The implications of 9-11 on free exercise.
Michael D. Dean
mikedean at EXECPC.COM
Tue Oct 30 11:09:33 PST 2001
I would like to return one last time to the free exercise significance of both the original post and Prof. Jamar's challenge whether "non-believers are damned" religions are "intolerant." I understood both the post and the challenge to imply that horrific acts of "true believers" and the repugnance of particular beliefs to courts and tribunals may affect how free exercise defenses are treated.

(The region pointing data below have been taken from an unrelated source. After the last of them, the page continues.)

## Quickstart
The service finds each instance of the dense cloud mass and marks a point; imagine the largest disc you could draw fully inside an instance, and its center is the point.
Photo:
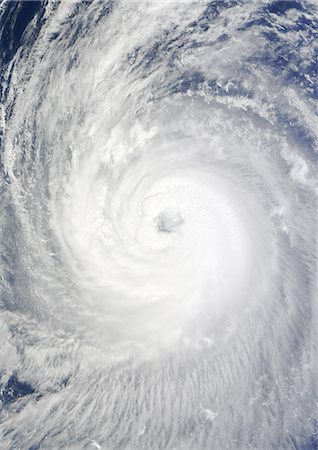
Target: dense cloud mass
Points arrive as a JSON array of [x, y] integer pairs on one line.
[[158, 225]]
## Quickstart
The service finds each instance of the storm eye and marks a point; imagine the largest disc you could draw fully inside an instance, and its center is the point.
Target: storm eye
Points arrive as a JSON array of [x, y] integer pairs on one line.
[[169, 221]]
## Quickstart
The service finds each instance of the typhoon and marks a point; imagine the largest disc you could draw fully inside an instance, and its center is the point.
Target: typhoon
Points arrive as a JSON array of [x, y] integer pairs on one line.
[[158, 182]]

My apologies if I understood either of those posts incorrectly, but I have spent a good deal of time defending holders "intolerant" views, and my own experience is that they are, in fact, treated differently in light of "evolving standards of decency" (to borrow a phrase from different 1st and 8th Amendment contexts).
One example. I recently defended a government employee who was a "fundamentalist" Christian and an outspoken critic of homosexuals as sinful. He was terminated for insubordination and for creating a "hostile work environment" when he stated publicly that his lesbian superior had engaged in illegal favoritism by promoting a lesbian friend on the basis of sexual orientation and by overlooking her physical assault of a co-worker which was caught by a TV reporter on videotape.

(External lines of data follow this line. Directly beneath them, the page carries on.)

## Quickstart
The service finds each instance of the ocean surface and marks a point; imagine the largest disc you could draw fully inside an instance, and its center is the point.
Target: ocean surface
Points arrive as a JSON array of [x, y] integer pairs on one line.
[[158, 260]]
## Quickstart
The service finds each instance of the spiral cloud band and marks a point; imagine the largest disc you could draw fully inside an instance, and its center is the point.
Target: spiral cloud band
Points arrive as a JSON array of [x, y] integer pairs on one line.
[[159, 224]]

In applying the Pickering balance, the personnel commission ruled, and a reviewing court agreed, that the objective truth of my client's speech was irrelevant in weighing its value against the government's need to maintain discipline and morale. The PC sua sponte excluded the videotape from evidence and even refused to view it as an offer of proof that the assault had occurred. They also excluded expert testimony of two nationally recognized witnesses that the superior had, in fact, engaged in flagrant favoritism in both the promotion and assault situations.

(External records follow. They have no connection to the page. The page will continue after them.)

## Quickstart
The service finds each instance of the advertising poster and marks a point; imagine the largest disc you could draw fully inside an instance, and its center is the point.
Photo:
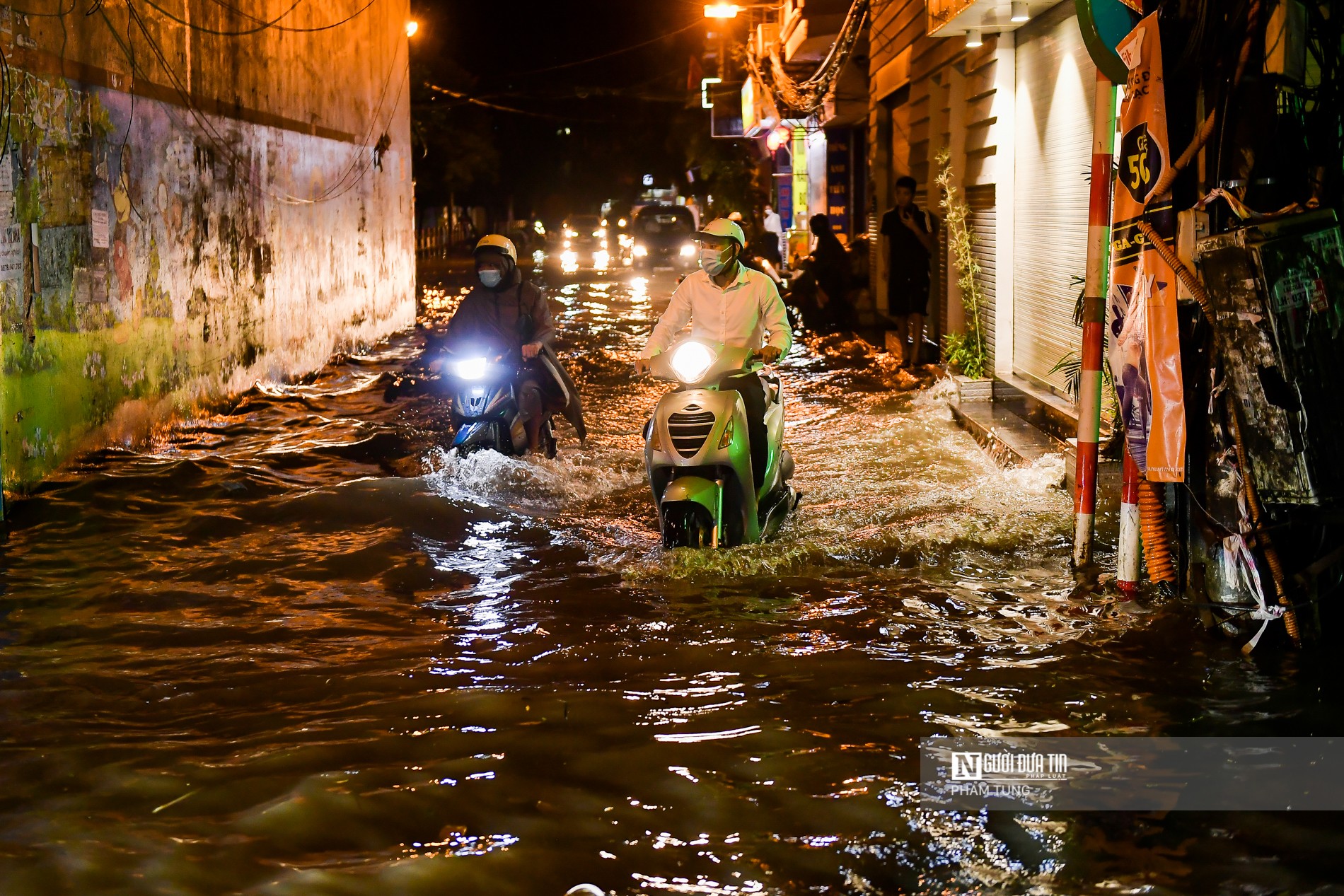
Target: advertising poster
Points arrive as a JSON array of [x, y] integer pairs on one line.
[[11, 254], [1144, 339]]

In contrast, imagine that a white male superior terminated a black female subordinate for accusing him of promoting a friend based on race and gender and for covering up the friend's assault on a black female. It is inconceivable that a court or tribunal would terminate the subordinate for creating a hostile work environment for white males while excluding evidence that the superior was, in fact, illegally discriminating based on race and gender and covering up the assault.
It would certainly be legitimate to argue that, after balancing the competing interests, my client should be terminated for the manner in which he made his remarks, regardless of their truth. But excluding truth of my client's statements altogether struck me as an egregious double standard imposed for no other reason than that the PC and court considered his views "intolerant."
Our legal history is replete with double standards imposed against communists, blacks, union organizers, Catholics, Irish, Chinese, Japanese, southern Europeans, or whoever else media and popular culture perceive as the "devil du jour." At the risk of sounding too cynical, I believe it is the deliberate intention of many politicians, "sound bite" journalists, and assorted "activists" to create such devils.
I issued my original post because it seemed to me that "fundamentalists" may be the latest popular devil. The ensuing exchanges illustrate that, to some degree, everyone has the same fear for some group or other. Even though the scrupulous even-handedness I suggested is impossible to achieve completely (at least in my own case), it still seems in order to strive for it.